The cabinet's cuts increased prices Saturday for gas and diesel, in some cases by almost 70%. The action was part of a package of austerity measures taken by President Abdel Fattah Sisi's administration to abolish energy subsidies that cost Egypt around $24 billion annually.
Although the subsidy cut was anticipated, many were left disillusioned by the unprecedented hike -- with private transportation drivers the first to be hit hard.
"This is the highest increase in fuel prices that I've seen in over 36 years," Kamal El Shazli, a bus driver working in eastern Cairo, said. "We were told that everything will prosper once Sisi gets elected, and now we see this [hike] in his first few weeks as a president; He [Sisi] is accelerating [mobilization] for a third revolution."
Three years of political turmoil have followed the 2011 revolution that ousted longtime autocrat Hosni Mubarak and Egypt's already sputtering economy has been left in shambles. Sisi last week approved a revised budget with a deficit of $33.57 billion.
Consumers now fear the fuel price increase will result in higher prices for many other commodities. On Saturday, the head of Egypt's Consumer Protection Assn., Zeinab Awadallah, strongly condemned the cabinet's new measures, adding that the decision will lead to at least a "200% increase in prices of almost all other basic commodities."
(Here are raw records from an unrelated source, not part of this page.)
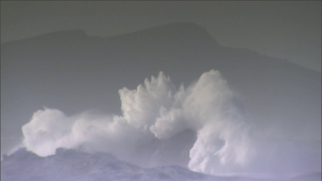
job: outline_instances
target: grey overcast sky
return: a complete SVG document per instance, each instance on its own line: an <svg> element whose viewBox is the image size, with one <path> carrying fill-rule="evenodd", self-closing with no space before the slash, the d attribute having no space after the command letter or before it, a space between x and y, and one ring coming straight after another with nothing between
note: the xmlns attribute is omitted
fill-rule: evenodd
<svg viewBox="0 0 322 181"><path fill-rule="evenodd" d="M190 21L221 45L321 72L321 2L1 1L1 43L76 29L108 37Z"/></svg>

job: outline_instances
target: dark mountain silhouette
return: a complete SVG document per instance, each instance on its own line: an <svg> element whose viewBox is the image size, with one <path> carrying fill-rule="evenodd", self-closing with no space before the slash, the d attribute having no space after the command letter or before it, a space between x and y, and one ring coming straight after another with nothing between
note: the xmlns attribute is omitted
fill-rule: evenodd
<svg viewBox="0 0 322 181"><path fill-rule="evenodd" d="M109 38L65 31L2 44L2 138L21 134L21 125L43 106L67 115L92 109L120 114L118 90L124 86L135 88L162 70L179 87L211 68L220 71L236 104L263 125L259 129L282 122L274 129L320 138L321 73L221 46L188 22Z"/></svg>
The cabinet announced Thursday an increase in electricity prices of between 10% and 50%, depending on the level of household usage. Minister of Electricity and Renewable Energy Mohamed Shaker said that the government is planning to phase out Egypt's electricity subsidies of $4 billion during the next five years.
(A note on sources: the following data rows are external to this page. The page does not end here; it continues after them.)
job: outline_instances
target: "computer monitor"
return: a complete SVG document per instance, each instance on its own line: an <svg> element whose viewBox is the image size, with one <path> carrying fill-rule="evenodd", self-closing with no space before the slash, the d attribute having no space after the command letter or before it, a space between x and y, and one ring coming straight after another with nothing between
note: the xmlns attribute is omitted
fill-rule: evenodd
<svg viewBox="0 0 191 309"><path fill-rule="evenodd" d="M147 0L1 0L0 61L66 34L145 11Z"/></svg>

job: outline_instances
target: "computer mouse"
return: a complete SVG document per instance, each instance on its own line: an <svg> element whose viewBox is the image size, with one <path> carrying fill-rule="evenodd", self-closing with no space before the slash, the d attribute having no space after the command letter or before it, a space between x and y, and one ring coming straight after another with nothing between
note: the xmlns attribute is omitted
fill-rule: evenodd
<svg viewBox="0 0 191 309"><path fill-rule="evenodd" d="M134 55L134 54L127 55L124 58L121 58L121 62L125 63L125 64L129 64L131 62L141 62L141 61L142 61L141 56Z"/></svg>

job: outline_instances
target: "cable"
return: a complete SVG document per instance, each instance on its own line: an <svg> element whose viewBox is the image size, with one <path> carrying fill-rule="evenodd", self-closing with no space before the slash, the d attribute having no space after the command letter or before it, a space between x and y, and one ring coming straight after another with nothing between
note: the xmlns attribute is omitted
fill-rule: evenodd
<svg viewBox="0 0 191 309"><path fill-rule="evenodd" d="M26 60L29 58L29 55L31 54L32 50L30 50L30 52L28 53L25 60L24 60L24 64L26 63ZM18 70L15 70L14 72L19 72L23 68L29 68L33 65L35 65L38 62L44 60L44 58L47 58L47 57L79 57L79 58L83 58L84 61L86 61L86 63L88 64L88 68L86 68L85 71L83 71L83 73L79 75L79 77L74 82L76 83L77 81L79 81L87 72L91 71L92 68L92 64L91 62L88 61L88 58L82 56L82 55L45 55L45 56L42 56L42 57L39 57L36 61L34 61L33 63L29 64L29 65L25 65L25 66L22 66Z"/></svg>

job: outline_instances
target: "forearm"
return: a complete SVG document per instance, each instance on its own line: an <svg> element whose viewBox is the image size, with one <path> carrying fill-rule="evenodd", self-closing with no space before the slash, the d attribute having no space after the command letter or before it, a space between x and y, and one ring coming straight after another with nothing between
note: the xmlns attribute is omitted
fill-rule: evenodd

"Driving in Cairo isn’t a luxury since we have no reliable public transportation system. This will increase the price of everything we buy day to day," complained civil servant Mohamed Farag, 45. "This is worse than what Mubarak used to do; they want to make it survival of the strongest and the fittest and the poor people will die in the middle."
In an attempt to justify his cabinet's decision, Prime Minister Ibrahim Mehleb told reporters Saturday that the deep cuts in energy subsidies would save the government $7 billion for the coming 2014-15 fiscal year.
Mehleb stressed that the new measures aim at directing subsidies toward poor Egyptians who are entitled to receive them, as well as shrink poverty and unemployment and decrease Egypt's long-term debt.
Unemployment in Egypt has reached 13.6% and the poverty rate is 26.3%, he added.